Долго стоял Илюша один в чистом поле. Куда бы проще: отвязать проклятого Соловья. Пропади ты пропадом — ступай на все четыре стороны. Да снова всплыло в памяти:
Село, где избы людские хуже, чем хлева для скота.
Мать с голодным младенцем на руках.
Поруб.
Белые человечьи черепа на кольях.
Ладушка.
…Возле разоренного строителями дороги замка толпится народ. Тут и слуги Соловья, и окрестные крестьяне. Илья ходил от одного к другому, спрашивал:
«Девушку не знаете?

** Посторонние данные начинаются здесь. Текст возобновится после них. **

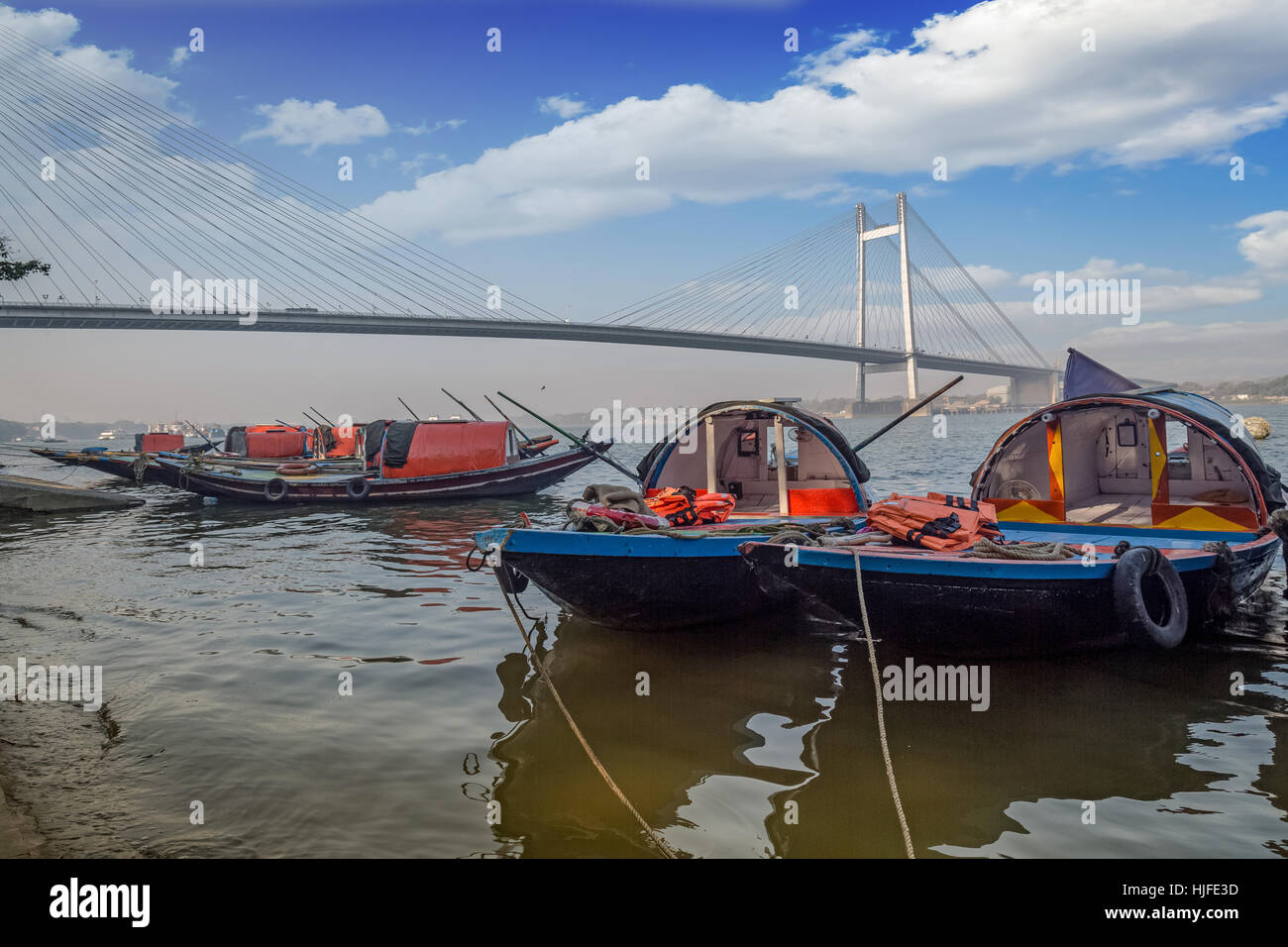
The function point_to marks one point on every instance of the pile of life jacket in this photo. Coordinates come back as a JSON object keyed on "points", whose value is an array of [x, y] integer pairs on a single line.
{"points": [[686, 506], [936, 521]]}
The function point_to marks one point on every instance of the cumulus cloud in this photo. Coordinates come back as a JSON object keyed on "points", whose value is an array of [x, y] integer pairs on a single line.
{"points": [[1210, 352], [54, 30], [1266, 248], [314, 124], [1001, 84], [565, 106]]}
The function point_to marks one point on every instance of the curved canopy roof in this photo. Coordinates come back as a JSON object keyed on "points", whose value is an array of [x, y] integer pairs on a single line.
{"points": [[818, 424]]}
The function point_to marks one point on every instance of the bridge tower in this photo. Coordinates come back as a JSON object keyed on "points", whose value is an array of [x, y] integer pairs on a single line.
{"points": [[862, 236]]}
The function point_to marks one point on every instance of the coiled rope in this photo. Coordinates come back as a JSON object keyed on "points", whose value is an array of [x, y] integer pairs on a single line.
{"points": [[876, 693], [986, 548]]}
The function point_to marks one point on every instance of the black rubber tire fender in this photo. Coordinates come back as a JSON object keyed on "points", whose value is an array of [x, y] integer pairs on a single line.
{"points": [[1149, 598], [275, 493]]}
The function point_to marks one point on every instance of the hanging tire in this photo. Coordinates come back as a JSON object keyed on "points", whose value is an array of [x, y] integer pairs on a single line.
{"points": [[1149, 598]]}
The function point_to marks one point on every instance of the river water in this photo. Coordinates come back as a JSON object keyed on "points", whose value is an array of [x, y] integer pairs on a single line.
{"points": [[755, 740]]}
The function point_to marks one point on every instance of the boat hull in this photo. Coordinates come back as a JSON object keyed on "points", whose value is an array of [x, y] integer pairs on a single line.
{"points": [[252, 486], [638, 582], [944, 603], [116, 466]]}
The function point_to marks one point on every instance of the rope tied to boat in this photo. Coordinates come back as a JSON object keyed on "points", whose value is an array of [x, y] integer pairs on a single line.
{"points": [[1222, 602], [1278, 525], [649, 832], [986, 548], [140, 467], [876, 692]]}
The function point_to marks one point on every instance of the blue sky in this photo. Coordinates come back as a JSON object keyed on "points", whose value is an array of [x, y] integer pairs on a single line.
{"points": [[1112, 161]]}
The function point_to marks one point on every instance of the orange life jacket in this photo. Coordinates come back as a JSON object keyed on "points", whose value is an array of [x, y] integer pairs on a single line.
{"points": [[936, 521], [686, 506]]}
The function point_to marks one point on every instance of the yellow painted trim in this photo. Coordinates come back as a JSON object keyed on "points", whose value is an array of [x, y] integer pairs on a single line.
{"points": [[1157, 459], [1055, 455], [1199, 518], [1026, 513]]}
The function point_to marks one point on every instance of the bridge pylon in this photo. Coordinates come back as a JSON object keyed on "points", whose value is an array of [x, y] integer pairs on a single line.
{"points": [[910, 341]]}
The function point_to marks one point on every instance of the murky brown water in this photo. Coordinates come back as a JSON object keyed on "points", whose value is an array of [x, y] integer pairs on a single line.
{"points": [[222, 685]]}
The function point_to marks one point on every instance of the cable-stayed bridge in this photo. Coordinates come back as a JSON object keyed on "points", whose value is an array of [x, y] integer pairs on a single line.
{"points": [[150, 223]]}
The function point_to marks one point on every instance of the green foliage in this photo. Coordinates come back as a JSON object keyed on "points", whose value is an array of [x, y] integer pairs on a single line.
{"points": [[13, 269]]}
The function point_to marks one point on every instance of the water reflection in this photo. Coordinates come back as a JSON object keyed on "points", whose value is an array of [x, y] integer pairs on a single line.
{"points": [[763, 742], [709, 755]]}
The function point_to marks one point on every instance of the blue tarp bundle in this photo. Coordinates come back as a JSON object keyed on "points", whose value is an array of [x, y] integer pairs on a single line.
{"points": [[1083, 375]]}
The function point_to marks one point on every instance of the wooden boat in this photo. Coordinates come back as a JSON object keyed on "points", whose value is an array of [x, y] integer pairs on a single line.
{"points": [[653, 581], [1094, 472], [404, 460]]}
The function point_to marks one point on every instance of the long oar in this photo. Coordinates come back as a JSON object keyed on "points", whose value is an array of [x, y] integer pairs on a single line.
{"points": [[574, 438], [462, 403], [907, 414], [201, 436], [506, 418]]}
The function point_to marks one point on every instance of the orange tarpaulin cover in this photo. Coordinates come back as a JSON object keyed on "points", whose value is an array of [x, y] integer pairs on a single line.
{"points": [[275, 444], [452, 447], [154, 444], [343, 445]]}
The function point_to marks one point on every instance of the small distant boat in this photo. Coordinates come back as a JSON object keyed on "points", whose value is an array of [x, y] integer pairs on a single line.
{"points": [[399, 462], [1160, 541]]}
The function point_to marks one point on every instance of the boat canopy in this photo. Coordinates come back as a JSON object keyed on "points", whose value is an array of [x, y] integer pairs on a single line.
{"points": [[772, 457], [430, 449], [1151, 458]]}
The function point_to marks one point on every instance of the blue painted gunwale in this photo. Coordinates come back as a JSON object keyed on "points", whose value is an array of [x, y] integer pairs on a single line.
{"points": [[1183, 547]]}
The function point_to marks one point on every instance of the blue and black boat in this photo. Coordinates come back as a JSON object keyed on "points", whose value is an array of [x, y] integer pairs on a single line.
{"points": [[1164, 509], [784, 466]]}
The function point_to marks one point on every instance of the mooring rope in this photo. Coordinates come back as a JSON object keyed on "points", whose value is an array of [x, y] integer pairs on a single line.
{"points": [[876, 692], [986, 548], [658, 841]]}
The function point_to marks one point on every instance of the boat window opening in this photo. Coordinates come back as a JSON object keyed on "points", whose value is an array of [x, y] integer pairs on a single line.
{"points": [[1127, 434], [816, 483], [1106, 472]]}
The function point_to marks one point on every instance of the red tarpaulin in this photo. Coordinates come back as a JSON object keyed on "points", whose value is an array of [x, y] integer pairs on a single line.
{"points": [[153, 444], [439, 447]]}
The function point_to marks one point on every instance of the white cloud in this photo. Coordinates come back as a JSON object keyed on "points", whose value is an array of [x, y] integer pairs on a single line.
{"points": [[314, 124], [565, 106], [424, 129], [1266, 248], [1001, 84], [54, 30], [1211, 352]]}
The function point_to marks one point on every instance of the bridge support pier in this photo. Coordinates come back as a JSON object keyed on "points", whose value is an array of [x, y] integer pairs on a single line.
{"points": [[1034, 392]]}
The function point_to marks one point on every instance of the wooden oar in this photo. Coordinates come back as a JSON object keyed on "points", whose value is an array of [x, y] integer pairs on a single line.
{"points": [[201, 436], [506, 418], [462, 403], [907, 414], [575, 440]]}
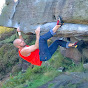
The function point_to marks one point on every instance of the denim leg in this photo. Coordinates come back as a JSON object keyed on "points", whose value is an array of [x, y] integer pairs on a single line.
{"points": [[44, 52], [53, 47]]}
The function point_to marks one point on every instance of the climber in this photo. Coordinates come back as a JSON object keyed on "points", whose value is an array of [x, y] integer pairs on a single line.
{"points": [[40, 51]]}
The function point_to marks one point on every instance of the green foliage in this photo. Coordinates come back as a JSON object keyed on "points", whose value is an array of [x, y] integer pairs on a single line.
{"points": [[37, 76]]}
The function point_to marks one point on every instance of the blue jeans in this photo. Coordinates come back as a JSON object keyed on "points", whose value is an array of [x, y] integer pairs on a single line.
{"points": [[46, 52]]}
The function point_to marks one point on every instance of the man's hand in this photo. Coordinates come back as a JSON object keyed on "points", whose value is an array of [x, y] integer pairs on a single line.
{"points": [[18, 29], [37, 31]]}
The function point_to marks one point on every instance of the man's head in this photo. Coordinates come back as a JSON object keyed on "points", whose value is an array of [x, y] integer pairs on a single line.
{"points": [[19, 43]]}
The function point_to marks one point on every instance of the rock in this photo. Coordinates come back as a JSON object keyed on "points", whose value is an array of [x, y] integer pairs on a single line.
{"points": [[71, 53], [61, 69]]}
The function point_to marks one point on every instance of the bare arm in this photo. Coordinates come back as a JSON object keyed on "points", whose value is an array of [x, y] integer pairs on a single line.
{"points": [[19, 33], [37, 31]]}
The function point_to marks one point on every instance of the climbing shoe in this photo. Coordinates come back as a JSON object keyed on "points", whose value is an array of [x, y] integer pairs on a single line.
{"points": [[80, 45], [59, 21]]}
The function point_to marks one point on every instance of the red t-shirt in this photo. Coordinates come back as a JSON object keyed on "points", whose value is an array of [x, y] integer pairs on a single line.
{"points": [[33, 58]]}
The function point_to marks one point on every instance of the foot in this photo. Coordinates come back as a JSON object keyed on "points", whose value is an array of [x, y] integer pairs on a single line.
{"points": [[59, 21], [80, 44]]}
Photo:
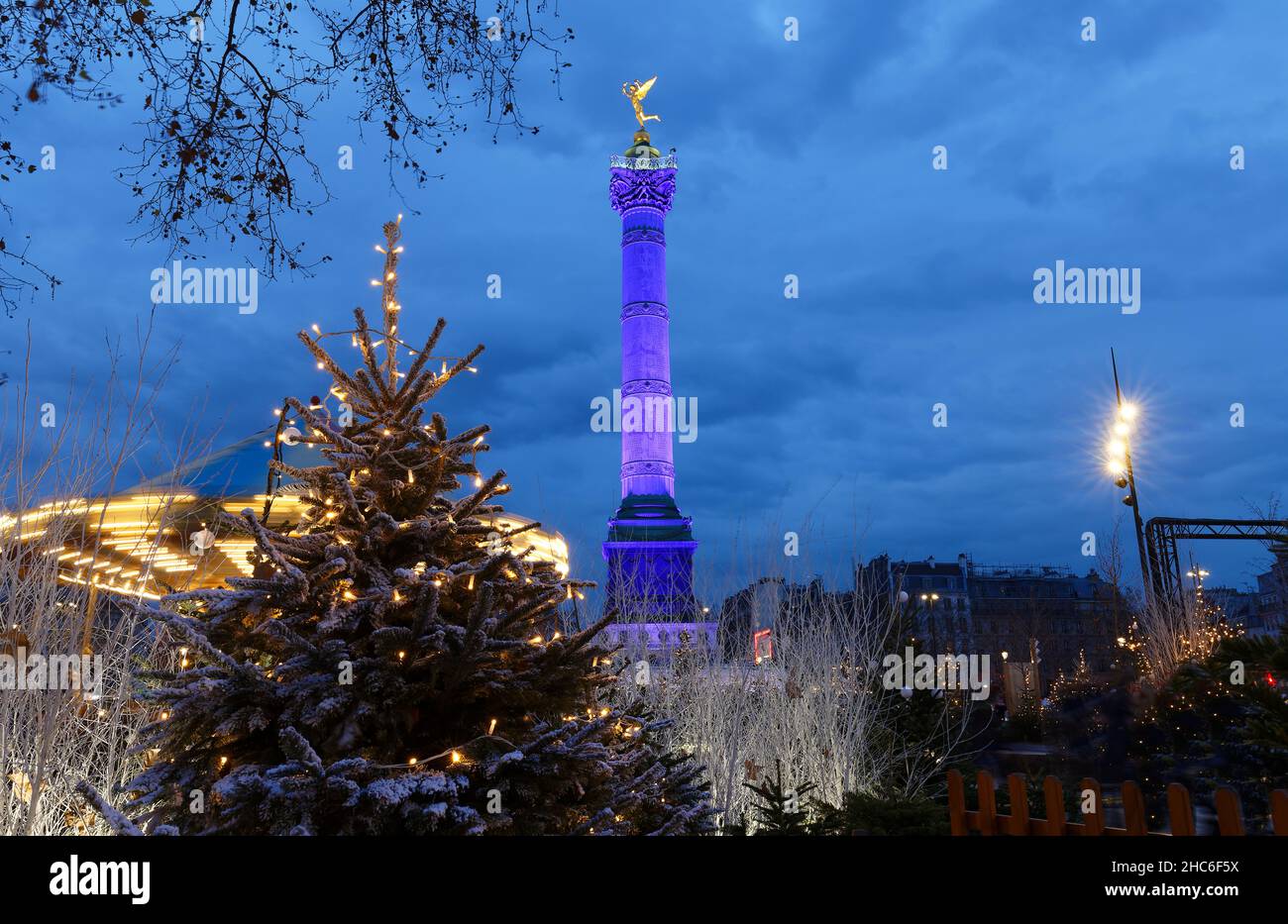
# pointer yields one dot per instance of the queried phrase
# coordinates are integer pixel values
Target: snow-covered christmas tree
(389, 668)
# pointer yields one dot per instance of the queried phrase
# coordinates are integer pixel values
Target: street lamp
(1119, 461)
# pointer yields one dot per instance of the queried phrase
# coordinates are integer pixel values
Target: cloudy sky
(809, 157)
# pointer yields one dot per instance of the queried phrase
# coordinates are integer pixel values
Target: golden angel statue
(635, 93)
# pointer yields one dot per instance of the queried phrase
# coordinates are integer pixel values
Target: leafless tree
(227, 89)
(52, 739)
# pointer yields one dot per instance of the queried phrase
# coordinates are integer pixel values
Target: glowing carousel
(162, 534)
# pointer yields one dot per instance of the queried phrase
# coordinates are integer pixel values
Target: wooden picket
(987, 821)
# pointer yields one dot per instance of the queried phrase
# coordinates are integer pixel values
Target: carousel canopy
(161, 534)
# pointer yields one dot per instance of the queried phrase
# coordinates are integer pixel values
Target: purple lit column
(649, 547)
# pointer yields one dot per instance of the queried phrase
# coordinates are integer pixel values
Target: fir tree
(390, 668)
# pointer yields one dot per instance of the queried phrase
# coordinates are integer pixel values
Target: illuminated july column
(649, 547)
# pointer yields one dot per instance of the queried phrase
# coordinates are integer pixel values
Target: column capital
(630, 188)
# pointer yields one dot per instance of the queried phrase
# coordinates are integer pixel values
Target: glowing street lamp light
(1119, 454)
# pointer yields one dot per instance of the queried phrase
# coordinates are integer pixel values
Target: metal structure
(1164, 532)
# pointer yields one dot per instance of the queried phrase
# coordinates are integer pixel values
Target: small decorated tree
(394, 665)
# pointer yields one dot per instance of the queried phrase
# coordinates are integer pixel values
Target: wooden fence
(986, 820)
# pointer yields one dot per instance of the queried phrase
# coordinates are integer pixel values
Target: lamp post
(927, 601)
(1125, 475)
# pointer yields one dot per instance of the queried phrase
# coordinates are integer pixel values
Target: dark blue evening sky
(809, 157)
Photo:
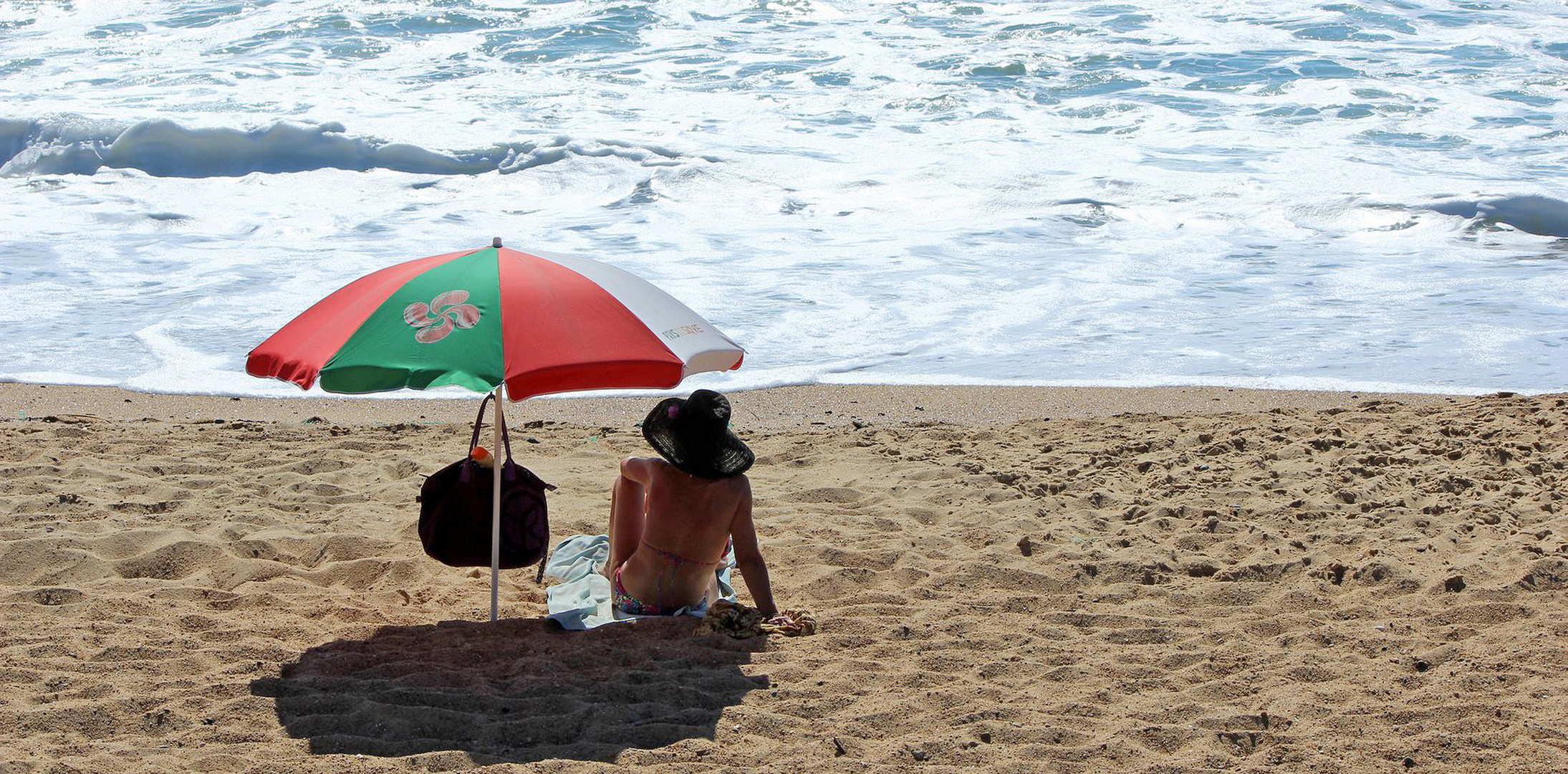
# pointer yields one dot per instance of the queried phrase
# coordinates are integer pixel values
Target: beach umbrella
(494, 319)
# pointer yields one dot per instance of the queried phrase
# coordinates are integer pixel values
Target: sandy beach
(1178, 580)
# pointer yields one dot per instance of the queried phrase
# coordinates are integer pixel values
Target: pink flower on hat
(441, 316)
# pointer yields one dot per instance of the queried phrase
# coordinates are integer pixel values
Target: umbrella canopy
(538, 322)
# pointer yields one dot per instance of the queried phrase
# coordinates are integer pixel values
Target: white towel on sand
(582, 597)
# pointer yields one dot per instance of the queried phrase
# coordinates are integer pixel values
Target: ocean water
(1249, 194)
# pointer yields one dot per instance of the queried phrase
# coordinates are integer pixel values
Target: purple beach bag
(455, 511)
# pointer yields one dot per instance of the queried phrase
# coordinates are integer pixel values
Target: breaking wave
(167, 150)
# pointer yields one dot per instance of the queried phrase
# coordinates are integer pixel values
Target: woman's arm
(749, 556)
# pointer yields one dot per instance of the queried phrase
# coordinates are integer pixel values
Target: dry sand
(1221, 581)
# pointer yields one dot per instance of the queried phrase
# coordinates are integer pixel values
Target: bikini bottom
(633, 606)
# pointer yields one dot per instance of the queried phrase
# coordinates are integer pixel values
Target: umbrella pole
(496, 511)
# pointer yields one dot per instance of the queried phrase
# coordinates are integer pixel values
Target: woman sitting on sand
(673, 519)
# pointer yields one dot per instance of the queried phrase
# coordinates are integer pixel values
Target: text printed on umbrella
(441, 316)
(684, 330)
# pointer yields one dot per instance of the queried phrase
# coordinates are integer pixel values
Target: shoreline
(764, 410)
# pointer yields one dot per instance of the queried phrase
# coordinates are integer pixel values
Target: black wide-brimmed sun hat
(693, 434)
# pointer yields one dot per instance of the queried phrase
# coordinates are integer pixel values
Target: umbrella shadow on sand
(516, 689)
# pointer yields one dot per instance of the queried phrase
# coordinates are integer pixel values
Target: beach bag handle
(478, 421)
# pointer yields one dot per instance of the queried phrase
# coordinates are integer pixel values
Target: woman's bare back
(670, 531)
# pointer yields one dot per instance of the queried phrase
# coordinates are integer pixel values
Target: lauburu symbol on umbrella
(443, 313)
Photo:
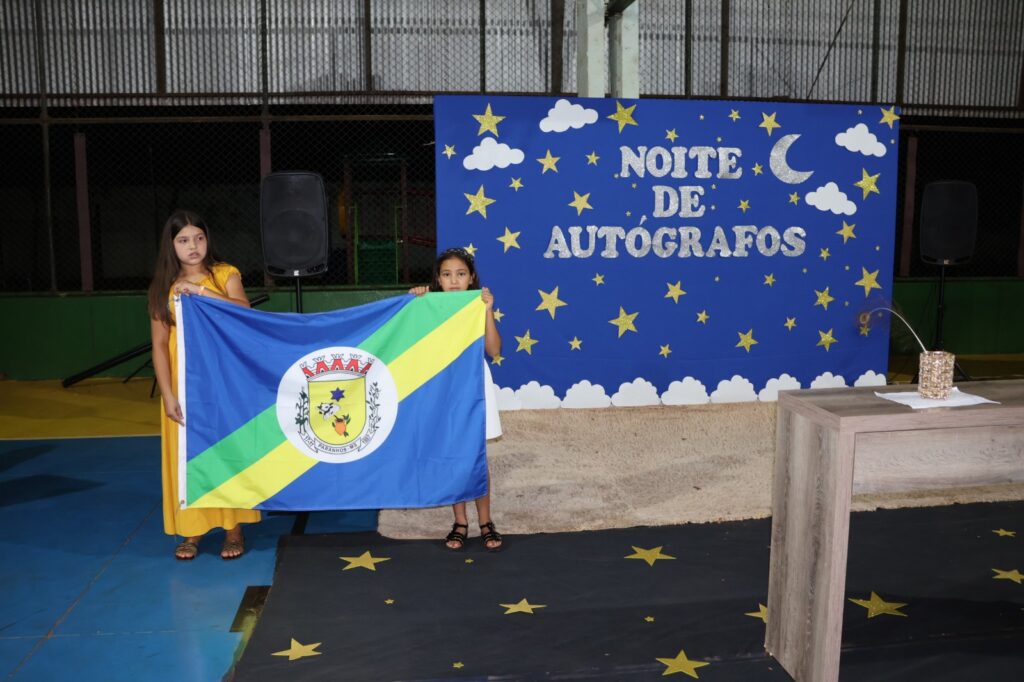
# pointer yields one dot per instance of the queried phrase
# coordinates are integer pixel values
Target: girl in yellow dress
(185, 265)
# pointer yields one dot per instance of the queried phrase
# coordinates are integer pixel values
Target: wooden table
(836, 442)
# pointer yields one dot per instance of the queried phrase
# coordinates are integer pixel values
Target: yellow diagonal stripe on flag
(262, 480)
(437, 349)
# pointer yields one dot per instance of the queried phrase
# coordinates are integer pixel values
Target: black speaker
(293, 224)
(948, 222)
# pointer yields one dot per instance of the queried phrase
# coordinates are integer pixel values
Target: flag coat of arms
(380, 406)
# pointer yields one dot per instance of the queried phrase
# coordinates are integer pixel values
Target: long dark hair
(168, 267)
(464, 256)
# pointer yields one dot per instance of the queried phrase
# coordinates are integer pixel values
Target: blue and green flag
(379, 406)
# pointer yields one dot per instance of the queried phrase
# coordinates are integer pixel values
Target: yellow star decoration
(525, 343)
(682, 665)
(762, 613)
(521, 606)
(867, 281)
(580, 202)
(675, 291)
(867, 183)
(478, 202)
(847, 231)
(624, 116)
(296, 650)
(826, 339)
(624, 322)
(823, 298)
(879, 606)
(549, 163)
(365, 560)
(488, 122)
(745, 340)
(550, 301)
(1014, 576)
(768, 122)
(510, 240)
(889, 116)
(650, 556)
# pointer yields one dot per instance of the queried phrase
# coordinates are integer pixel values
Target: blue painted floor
(90, 588)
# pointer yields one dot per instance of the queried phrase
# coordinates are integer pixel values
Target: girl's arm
(492, 339)
(162, 367)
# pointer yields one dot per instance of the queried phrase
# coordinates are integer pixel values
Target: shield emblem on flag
(337, 409)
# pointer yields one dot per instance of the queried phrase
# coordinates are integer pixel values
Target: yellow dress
(179, 521)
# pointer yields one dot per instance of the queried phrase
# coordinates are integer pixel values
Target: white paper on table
(957, 398)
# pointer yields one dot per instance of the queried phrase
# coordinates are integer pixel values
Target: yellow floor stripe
(437, 349)
(274, 471)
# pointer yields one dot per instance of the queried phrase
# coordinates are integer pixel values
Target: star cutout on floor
(650, 556)
(525, 343)
(548, 162)
(625, 322)
(847, 231)
(521, 606)
(623, 116)
(488, 122)
(867, 183)
(365, 560)
(550, 301)
(510, 240)
(296, 650)
(1014, 576)
(681, 664)
(745, 340)
(762, 613)
(580, 202)
(879, 606)
(675, 291)
(478, 202)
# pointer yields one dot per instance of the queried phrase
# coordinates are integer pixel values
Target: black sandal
(457, 537)
(489, 535)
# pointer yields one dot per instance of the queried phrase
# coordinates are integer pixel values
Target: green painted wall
(53, 337)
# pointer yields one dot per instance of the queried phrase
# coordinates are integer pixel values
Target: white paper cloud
(862, 140)
(636, 393)
(870, 378)
(565, 115)
(736, 389)
(536, 396)
(508, 400)
(828, 198)
(687, 391)
(827, 380)
(489, 154)
(586, 394)
(783, 383)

Звать Ладушкой, коса до пояса?»
Люди качают головами.
«Коса до пояса, — говорит старик. — Мало ли девушек, мало ли Ладушек загубил Соловей…»
За городом в чистом снежном поле стоят двое. Илья и связанный по рукам Соловей. Илья подходит, развязывает пленника. Тот кричит:
— Ты ответишь князю!.. Да Мышатычка за меня…
— Отвечу, — говорит Илья и вынимает из ножен меч.
— Постой! Постой! Я знаю, ты отважен и прост душой. Я тебя ещё тогда полюбил. Ведь стоило мне свистнуть… Но сейчас я не об этом… Ты бесстрашен, ты никогда себя не жалел, но её… пожалей её!
— Кого её?
— Девушку ту твою…
— Девушку? Ладушку? Где она?
— Далеко, продал я ее заезжим купцам, но, ежели поискать, найти можно. Вот вместе и поищем…
Илья стоит, опустив голову.
— А ведь, кроме меня, никто не знает, где её искать… Никто… Ни одна живая душа! — говорит Соловей.
— А товарищи мои? А те, чьи головы на колах? — говорит Илья. — Прости, Ладушка! — И он поднимает меч.